The aim is to replace analyzing TEM images by hand, a tedious, time-consuming, error-prone process. Rangel DaCosta’s approach to rapid analysis employs machine learning on the Perlmutter supercomputer at Lawrence Berkeley National Laboratory.

To use neural networks for machine learning, computer scientists must first train them, feeding them data that represent the problems they’re meant to solve. However, many neural networks designed to analyze TEM results from nanomaterials catch patterns that match training data precisely but fail to pick out slight variations of the same pattern type.

Rangel DaCosta worked with Berkeley Lab scientist Katherine Sytwu to understand why. They trained and validated neural networks on experimental TEM data on nanoparticles, using various approaches. Their analysis improved when they preprocessed output from different cameras into standardized pixel values. Such networks could analyze nanoparticles of different sizes and materials but faltered when samples were measured with varied settings, such as different magnification or electron dosage.

One widely known reason networks fail to generalize is a shortage of training data. Researchers need data from multiple samples of the same material type with small defects in different positions.

So Rangel DaCosta and his colleagues wrote a software package, called Construction Zone, which generates multiple variations of realistic nanomaterial structures. “Mechanical engineering folks would call it a CAD system — like computer-aided design — but for atoms,” he says.

In practicums with Anouar Benali at Argonne National Laboratory, Rangel DaCosta simulated excited electrons, or those with boosted energy and motion from interacting with a photon or another electron. Rangel DaCosta wanted to model individual electrons, so he used a method called configuration interaction, which treats each electron’s interactions with the nucleus and nearby electrons as an isolated quantum system.

“The idea is to calculate all the possible ways individual electrons can interact with one another in the orbitals,” he says, a number that can easily reach billions or trillions. Narrowing the interactions down to 10 million to 20 million important ones, Rangel DaCosta still had a massive number of calculations to perform. “The kicker: It’s extremely expensive, comically expensive, compared to density functional theory,” another widely used modeling method that can pinpoint only average electron positions.

In his first practicum, he calculated how molecules and crystals responded when they lost or gained an electron.
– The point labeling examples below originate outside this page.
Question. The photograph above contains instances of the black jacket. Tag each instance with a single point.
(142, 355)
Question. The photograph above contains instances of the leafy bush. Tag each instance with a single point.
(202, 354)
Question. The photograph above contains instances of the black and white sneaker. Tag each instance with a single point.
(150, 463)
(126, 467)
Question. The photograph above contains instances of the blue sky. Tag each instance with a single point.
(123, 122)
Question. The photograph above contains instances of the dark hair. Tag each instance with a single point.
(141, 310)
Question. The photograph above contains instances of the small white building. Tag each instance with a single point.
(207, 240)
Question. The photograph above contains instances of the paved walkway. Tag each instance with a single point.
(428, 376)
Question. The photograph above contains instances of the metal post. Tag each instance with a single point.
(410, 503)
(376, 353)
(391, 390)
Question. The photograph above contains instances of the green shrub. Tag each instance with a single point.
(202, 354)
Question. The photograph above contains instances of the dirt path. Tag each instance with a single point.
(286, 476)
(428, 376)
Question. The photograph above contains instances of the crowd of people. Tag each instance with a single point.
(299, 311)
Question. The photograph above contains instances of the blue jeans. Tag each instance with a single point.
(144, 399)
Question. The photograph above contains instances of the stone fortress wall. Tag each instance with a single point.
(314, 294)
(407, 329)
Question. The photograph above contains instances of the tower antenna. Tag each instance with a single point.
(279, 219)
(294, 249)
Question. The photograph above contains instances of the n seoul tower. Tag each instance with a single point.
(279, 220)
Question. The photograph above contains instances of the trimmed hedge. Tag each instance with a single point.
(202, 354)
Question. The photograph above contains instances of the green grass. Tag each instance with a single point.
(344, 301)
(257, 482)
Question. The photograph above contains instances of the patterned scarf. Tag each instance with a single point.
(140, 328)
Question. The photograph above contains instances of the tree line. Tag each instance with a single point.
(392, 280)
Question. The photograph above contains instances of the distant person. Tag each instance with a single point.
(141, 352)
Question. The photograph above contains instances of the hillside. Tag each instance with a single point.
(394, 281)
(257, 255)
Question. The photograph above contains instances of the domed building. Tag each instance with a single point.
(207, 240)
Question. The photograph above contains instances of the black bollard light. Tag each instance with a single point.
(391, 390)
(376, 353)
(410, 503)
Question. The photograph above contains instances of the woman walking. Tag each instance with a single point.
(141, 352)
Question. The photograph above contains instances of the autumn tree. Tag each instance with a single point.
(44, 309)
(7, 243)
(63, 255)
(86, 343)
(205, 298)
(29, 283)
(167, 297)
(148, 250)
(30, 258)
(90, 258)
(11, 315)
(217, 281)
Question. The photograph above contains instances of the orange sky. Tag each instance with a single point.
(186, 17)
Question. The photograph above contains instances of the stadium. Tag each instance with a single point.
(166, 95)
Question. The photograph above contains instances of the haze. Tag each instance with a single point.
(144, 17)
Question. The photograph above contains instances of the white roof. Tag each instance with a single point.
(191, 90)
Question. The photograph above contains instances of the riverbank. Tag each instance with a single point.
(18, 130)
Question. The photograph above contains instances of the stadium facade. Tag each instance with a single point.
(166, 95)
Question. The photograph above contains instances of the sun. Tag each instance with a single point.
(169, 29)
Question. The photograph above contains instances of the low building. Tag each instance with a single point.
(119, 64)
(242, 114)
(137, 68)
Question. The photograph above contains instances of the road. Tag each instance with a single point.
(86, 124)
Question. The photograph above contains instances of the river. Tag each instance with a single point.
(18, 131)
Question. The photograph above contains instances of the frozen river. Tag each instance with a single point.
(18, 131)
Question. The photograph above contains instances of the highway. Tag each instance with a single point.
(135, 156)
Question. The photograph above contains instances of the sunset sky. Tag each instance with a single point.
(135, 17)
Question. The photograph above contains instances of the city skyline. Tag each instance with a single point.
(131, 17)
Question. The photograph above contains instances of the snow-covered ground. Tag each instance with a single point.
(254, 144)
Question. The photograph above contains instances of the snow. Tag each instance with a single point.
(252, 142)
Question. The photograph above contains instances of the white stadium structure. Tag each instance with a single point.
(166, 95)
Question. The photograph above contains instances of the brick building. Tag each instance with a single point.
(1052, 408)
Such calculations are relevant to experiments at the Advanced Photon Source at Argonne or the Advanced Light Source at Berkeley Lab.

In his second practicum, Rangel DaCosta rewrote a code to scale it for a high-performance machine such as Perlmutter. “So it was furious coding for a couple months,” he says. “I was basically putting together all the things I learned in my last practicum and in my program of study, a big culmination of the fellowship.”

As he wraps up his Ph.D., Rangel DaCosta is considering either running a lab of his own or the hands-on rewards of writing code. It’s not the first time that he’s felt torn between two paths. As a University of Michigan undergraduate, he juggled a double major in music performance and materials science and engineering, partly by thinking about science while he practiced the trombone. Does he still ponder science while he plays? “If I could avoid it, I would!”